Some do not understand my quiet. They also do not understand my desire, my need for the solitude of which I speak. It is not for them to understand. This is my gift and I will cherish it. This same gift is available to all who choose to acknowledge, to be mindful of its presence.
After a meal and a pot of coffee, I dressed and went for a walk. Several cars sped down the road, their tires kicking up clouds of salt dust. I waited several minutes and anticipated the silence that would follow the absence of cars. Then it arrived. Silence in this part of the world is overwhelming, almost deafening. My ears strained to hear something, yet there was no sound.
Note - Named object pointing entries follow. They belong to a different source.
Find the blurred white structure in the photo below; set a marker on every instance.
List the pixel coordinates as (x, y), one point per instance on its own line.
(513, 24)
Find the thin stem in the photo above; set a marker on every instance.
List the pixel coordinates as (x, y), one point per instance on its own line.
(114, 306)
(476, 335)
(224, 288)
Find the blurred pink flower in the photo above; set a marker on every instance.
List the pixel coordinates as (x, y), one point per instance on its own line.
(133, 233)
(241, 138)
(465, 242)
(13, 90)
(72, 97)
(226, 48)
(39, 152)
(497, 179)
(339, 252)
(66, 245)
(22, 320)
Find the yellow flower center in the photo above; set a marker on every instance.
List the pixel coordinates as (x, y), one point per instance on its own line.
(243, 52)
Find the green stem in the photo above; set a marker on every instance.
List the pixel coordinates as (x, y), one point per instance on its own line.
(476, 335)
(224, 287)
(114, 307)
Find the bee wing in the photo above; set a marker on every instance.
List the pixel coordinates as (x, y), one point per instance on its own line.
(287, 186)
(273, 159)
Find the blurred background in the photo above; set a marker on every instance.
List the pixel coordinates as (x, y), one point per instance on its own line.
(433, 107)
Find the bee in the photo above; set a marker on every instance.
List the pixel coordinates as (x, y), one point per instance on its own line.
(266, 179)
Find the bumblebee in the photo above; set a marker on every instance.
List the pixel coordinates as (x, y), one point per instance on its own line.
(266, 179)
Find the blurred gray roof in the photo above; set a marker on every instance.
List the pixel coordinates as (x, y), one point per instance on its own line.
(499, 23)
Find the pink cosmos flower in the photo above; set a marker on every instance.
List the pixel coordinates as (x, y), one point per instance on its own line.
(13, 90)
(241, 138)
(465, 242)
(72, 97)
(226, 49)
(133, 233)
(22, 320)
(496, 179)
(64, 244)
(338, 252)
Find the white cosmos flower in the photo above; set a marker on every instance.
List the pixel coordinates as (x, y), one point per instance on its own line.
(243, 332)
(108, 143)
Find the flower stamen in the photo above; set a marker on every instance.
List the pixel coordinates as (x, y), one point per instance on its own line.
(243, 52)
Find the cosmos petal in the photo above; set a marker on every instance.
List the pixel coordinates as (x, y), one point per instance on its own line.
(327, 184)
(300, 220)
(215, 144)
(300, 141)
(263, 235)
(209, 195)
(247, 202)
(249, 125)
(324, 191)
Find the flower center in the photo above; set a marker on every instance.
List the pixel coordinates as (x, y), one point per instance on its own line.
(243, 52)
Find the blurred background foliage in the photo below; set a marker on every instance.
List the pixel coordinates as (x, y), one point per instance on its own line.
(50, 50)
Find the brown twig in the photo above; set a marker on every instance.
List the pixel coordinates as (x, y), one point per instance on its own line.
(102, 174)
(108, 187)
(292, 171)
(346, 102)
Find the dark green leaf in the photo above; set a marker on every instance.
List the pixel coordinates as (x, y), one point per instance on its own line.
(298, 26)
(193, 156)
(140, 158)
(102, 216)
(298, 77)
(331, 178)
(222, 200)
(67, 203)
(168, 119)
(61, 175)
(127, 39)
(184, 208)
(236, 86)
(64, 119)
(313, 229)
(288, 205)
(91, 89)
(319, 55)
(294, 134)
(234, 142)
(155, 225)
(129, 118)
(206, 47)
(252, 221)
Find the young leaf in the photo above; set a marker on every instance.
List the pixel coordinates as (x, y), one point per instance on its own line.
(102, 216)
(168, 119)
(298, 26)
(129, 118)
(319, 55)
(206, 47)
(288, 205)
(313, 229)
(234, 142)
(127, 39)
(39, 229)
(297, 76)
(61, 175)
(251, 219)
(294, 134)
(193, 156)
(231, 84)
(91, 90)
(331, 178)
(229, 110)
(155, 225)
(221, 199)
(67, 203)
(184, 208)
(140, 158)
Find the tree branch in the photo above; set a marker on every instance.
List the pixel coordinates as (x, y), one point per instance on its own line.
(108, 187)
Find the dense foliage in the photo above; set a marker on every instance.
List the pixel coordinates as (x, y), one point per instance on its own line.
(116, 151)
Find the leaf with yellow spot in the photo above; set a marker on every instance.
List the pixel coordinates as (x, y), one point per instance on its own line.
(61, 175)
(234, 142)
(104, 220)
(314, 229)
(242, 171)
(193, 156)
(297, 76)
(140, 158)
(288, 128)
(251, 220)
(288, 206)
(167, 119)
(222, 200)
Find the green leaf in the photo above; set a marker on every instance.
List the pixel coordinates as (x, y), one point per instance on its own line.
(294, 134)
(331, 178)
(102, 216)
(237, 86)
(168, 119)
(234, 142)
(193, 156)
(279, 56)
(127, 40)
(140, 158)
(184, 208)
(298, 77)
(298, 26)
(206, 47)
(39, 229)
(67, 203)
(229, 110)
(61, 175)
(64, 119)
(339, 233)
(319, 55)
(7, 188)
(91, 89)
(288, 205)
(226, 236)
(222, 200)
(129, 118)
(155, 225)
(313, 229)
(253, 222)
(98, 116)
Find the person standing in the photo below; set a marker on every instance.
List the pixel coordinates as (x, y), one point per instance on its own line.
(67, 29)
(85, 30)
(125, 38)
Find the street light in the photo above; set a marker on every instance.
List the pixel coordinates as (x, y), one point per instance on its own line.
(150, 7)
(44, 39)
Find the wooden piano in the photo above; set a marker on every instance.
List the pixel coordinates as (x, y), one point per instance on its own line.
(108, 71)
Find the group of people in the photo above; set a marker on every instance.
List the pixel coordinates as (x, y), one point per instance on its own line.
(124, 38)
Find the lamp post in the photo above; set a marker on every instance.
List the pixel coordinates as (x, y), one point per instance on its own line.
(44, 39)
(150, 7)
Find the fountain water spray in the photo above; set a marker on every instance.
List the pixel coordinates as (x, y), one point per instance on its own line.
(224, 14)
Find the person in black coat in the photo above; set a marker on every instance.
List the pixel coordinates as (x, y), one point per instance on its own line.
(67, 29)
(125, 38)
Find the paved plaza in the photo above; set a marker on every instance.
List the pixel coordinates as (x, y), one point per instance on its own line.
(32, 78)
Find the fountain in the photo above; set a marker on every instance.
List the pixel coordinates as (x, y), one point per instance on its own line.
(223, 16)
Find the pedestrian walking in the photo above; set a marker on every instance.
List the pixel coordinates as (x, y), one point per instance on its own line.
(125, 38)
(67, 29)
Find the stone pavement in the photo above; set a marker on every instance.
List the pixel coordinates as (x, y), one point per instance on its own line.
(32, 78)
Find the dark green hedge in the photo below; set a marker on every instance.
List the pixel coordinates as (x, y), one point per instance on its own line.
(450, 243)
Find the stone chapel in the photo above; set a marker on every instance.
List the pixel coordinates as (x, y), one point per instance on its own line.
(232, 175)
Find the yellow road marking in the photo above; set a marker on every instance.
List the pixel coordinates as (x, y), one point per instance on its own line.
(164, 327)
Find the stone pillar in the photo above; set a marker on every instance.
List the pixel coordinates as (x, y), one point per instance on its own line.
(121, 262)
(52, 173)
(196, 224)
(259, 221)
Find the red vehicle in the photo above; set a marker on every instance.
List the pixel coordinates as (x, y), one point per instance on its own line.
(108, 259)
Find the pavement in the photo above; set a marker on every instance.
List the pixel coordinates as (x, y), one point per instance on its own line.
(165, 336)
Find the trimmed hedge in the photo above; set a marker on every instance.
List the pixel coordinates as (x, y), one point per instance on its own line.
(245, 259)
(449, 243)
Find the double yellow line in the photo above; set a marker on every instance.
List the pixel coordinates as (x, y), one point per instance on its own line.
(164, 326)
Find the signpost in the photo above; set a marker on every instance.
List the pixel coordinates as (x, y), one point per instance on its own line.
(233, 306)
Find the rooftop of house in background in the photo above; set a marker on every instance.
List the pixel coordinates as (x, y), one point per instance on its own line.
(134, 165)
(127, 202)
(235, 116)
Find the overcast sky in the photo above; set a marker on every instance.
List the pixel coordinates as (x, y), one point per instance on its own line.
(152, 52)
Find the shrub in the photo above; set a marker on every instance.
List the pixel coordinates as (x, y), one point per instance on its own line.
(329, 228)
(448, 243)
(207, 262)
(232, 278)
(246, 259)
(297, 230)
My thoughts turned to the violent world in which we live. Our ears are assaulted everyday by a multitude of sounds. Sounds we hear and take for granted everyday. I find it interesting to think about the number of sounds we hear everyday. It is difficult to think of a life without sound. It is equally difficult to try and imagine identifying each of those sounds.
Try it. If you don’t have the ability to get away from sound, turn off the tv, telephone and radio. Retreat to a room where you can be insulated from as much ambient sound as possible. It is an amazing, almost frightening sensation. Our thoughts begin to race and we become overwhelmed with fear because we are not accustomed to the sound of silence. Sit with this silence for a period of time. Be mindful of the way you begin to feel as you become increasingly relaxed.
If you listen to the silence, you will also allow yourself to accept the gift of solitude.